Injuries have ripped through the Detroit Tigers' infield depth chart early this season, turning what once looked like a position of quiet stability into something far more fragile. So when the New York Yankees cut ties with Paul DeJong, the Tigers didn’t hesitate. They pounced, signing the journeyman infielder to a minor league deal.
This isn’t a flashy move, and it’s not meant to be. But it’s exactly the kind of transaction that can quietly stabilize a roster teetering on thin ice.
DeJong arrives as a known commodity — a glove-first infielder with legitimate power and equally real flaws. The 32-year-old has carved out a nine-year big-league career on defensive versatility and the ability to run into the occasional mistake. His .229/.294/.416 career slash line tells you everything: there will be swing-and-miss, there won’t be much on-base consistency, but there’s enough pop to change a game if he connects.
And right now, that’s more than the Tigers can confidently say about their depth.
Tigers sign Paul DeJong to help stabilize injury-depleted infield depth
DeJong is expected to report to Triple-A Toledo, but you don't have to squint hard to see a scenario in which he slots into the Tigers' major league lineup sooner rather than later.
With Javier Báez, Zach McKinstry and Trey Sweeney all sidelined, Detroit has been forced into a patchwork solution. Kevin McGonigle has admirably stepped into an everyday role, while Gleyber Torres — who is also currently banged up — and Colt Keith hold down their spots.

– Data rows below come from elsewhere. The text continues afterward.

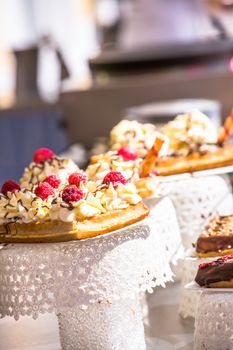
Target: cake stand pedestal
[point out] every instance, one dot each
(214, 320)
(93, 285)
(196, 199)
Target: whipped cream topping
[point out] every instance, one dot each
(37, 172)
(23, 206)
(104, 199)
(111, 161)
(190, 132)
(139, 137)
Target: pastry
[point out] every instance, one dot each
(129, 164)
(194, 145)
(217, 273)
(45, 163)
(49, 213)
(133, 134)
(217, 238)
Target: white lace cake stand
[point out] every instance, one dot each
(196, 199)
(93, 285)
(214, 320)
(189, 299)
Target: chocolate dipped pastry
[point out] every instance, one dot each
(217, 238)
(216, 274)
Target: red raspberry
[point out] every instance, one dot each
(10, 186)
(225, 258)
(72, 194)
(115, 177)
(44, 190)
(77, 178)
(207, 264)
(42, 154)
(127, 153)
(53, 180)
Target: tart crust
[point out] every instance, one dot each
(195, 162)
(216, 238)
(58, 231)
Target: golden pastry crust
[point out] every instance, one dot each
(146, 186)
(195, 162)
(222, 284)
(215, 254)
(58, 231)
(217, 238)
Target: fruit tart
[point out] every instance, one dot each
(126, 161)
(50, 213)
(133, 134)
(194, 144)
(217, 273)
(46, 163)
(216, 238)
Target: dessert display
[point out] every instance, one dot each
(46, 163)
(217, 238)
(194, 144)
(217, 273)
(64, 206)
(132, 167)
(133, 134)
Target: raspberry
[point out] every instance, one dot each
(115, 177)
(225, 258)
(207, 264)
(44, 190)
(127, 153)
(53, 180)
(42, 154)
(77, 178)
(72, 194)
(10, 186)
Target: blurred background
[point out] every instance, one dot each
(71, 69)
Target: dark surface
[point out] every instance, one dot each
(163, 56)
(22, 131)
(166, 331)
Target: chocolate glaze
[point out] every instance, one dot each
(216, 243)
(217, 235)
(217, 272)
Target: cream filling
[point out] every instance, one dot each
(112, 162)
(23, 206)
(193, 128)
(133, 134)
(37, 172)
(104, 200)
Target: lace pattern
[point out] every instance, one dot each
(114, 326)
(214, 321)
(196, 200)
(39, 278)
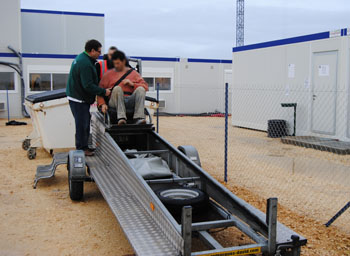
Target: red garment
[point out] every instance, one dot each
(112, 76)
(103, 67)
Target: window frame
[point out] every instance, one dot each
(159, 73)
(15, 80)
(41, 69)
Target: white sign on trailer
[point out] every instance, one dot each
(291, 70)
(323, 70)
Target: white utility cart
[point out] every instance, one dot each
(52, 120)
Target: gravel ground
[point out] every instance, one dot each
(46, 222)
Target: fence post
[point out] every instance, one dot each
(158, 108)
(226, 127)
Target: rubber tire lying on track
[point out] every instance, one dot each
(175, 199)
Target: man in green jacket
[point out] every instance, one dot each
(82, 88)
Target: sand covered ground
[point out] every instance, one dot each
(311, 186)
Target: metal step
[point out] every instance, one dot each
(48, 171)
(145, 236)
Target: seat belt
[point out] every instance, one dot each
(118, 82)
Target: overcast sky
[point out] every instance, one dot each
(202, 28)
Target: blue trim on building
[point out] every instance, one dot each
(209, 61)
(63, 12)
(7, 54)
(72, 56)
(156, 58)
(49, 56)
(292, 40)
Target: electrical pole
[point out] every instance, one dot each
(240, 23)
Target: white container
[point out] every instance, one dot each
(52, 120)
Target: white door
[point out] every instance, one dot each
(228, 79)
(324, 87)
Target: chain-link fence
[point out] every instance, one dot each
(308, 172)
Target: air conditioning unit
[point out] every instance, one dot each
(161, 103)
(2, 106)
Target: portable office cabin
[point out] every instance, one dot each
(49, 41)
(312, 71)
(188, 85)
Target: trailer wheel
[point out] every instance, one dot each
(176, 198)
(31, 153)
(76, 189)
(26, 144)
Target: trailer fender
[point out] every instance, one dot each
(191, 152)
(76, 165)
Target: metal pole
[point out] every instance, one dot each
(226, 127)
(186, 229)
(158, 108)
(7, 102)
(271, 221)
(340, 212)
(295, 119)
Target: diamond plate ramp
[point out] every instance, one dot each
(143, 233)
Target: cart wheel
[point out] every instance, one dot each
(31, 153)
(76, 189)
(26, 144)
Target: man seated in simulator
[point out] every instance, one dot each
(128, 90)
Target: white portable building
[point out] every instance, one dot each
(312, 71)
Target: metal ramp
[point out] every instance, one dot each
(48, 171)
(144, 235)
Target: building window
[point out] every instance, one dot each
(59, 81)
(150, 82)
(47, 81)
(164, 83)
(7, 81)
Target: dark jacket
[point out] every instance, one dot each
(83, 81)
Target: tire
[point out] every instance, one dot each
(31, 153)
(26, 144)
(175, 199)
(76, 189)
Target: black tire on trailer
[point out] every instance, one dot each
(31, 153)
(26, 144)
(175, 199)
(76, 189)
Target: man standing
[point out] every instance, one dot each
(129, 93)
(82, 88)
(104, 65)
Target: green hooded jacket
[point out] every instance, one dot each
(83, 81)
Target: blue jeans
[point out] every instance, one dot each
(82, 117)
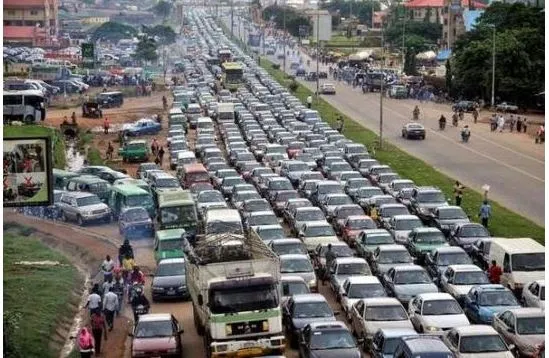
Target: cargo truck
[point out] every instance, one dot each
(233, 283)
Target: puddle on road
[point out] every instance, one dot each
(75, 159)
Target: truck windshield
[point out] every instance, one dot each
(240, 299)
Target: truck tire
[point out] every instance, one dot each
(197, 325)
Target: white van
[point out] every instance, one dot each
(522, 261)
(223, 221)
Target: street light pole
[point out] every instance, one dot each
(493, 66)
(381, 90)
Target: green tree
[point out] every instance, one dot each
(519, 51)
(165, 34)
(146, 49)
(163, 8)
(114, 32)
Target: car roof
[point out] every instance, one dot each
(475, 330)
(154, 317)
(435, 296)
(309, 297)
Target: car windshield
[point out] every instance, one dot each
(451, 214)
(139, 200)
(295, 265)
(390, 212)
(408, 224)
(339, 250)
(243, 298)
(431, 197)
(531, 325)
(473, 231)
(167, 183)
(154, 329)
(353, 269)
(482, 344)
(88, 200)
(309, 215)
(430, 238)
(498, 298)
(312, 310)
(210, 197)
(294, 288)
(470, 278)
(366, 290)
(441, 307)
(528, 262)
(378, 239)
(394, 257)
(385, 313)
(313, 231)
(411, 277)
(272, 234)
(458, 258)
(173, 269)
(289, 248)
(332, 339)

The bench is where things start to unravel. Zack Short is a defense-first option with minimal offensive upside, and Hao-Yu Lee is still trying to find his footing in sporadic at-bats. There’s a real argument that neither is in a position to contribute meaningfully right now — especially for a team trying to stay competitive in a crowded American League picture.
The Tigers don't need DeJong to start every day. They don't need him to rediscover his 30-homer form from earlier in his career. They simply need him to be competent — to provide a baseline level of stability that Detroit currently lacks.
There’s also something quietly fitting about the move. Just a year ago, DeJong was a division rival, bouncing between the Chicago White Sox and Kansas City Royals while supplying power in spurts. Now, he’s an insurance policy for a Tigers team suddenly in need of one.
If everything breaks right, this is a footnote — a minor-league signing that never truly matters. But if the injuries linger, or if the current bench continues to struggle, the Yankees’ decision to move on from DeJong might quietly become one of Detroit’s most important depth moves of the early season.